With these approaches, we continue exploring several aspects of cell contact mechanics including the dynamic interplay of adhesion, biochemical signaling, and actomyosin contractility shapes cell contacts using Drosophila and C. elegans embryos as model systems.

Mechanochemical state changes in multicellular self-organization

The formation of multicellular organisms is based on symmetry breaking and tissue patterning events. Among these, the process of gastrulation transforms an apparently homogeneous group of cells into the outline of an organism with recognisable body axes and tissue layers. Our aim is to understand the organizational principles underlying the process of gastrulation in mammals, using an in vitro system composed of embryonic stem cells, called gastruloid. We have recently shown how differentiation, coupled with a change in the mechanical behavior of cells, generates large-scale flow, which in turn polarizes the multicellular system and defines distinct germ layers (Hashmi et al, eLife 2022). This mechanism is reminiscent of the process that occurs at the primitive streak in the embryo and has the characteristics of a mechanochemical phase transition (Lenne and Trivedi, Nature Comm 2022).

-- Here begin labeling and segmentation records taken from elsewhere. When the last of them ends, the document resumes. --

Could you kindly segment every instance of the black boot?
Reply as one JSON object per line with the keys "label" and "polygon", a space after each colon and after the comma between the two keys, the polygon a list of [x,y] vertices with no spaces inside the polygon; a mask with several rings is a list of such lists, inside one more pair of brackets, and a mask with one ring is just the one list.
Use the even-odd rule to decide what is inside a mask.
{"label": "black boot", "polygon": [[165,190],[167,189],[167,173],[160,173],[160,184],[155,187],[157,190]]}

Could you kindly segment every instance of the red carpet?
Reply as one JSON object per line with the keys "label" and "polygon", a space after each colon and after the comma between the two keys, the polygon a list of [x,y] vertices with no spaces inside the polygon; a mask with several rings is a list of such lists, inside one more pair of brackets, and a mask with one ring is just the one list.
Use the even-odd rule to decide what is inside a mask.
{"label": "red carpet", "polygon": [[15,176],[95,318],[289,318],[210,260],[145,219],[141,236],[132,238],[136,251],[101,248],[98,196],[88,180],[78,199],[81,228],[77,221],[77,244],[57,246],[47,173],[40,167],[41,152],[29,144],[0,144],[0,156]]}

New approaches to tissue morphogenesis

Our team has developed and applied over the years several approaches to study cell dynamics and tissue morphogenesis. Such approaches include mechanical measurements and imaging methods. To probe the mechanics of cells in tissues, we introduced optical tweezers for direct manipulation of cell contacts (Bambardekar, PNAS 2015; Chardès et al, JOVE 2018). We have validated and implemented force inference methods in epithelia from cell and tissue scale (Kong et al, 2019, Code available here). We strive to implement long-term imaging methods, including light sheet and non-linear microscopy,  to image the multicellular choreography and the changes of biochemical states leading to the formation of tissues and organs.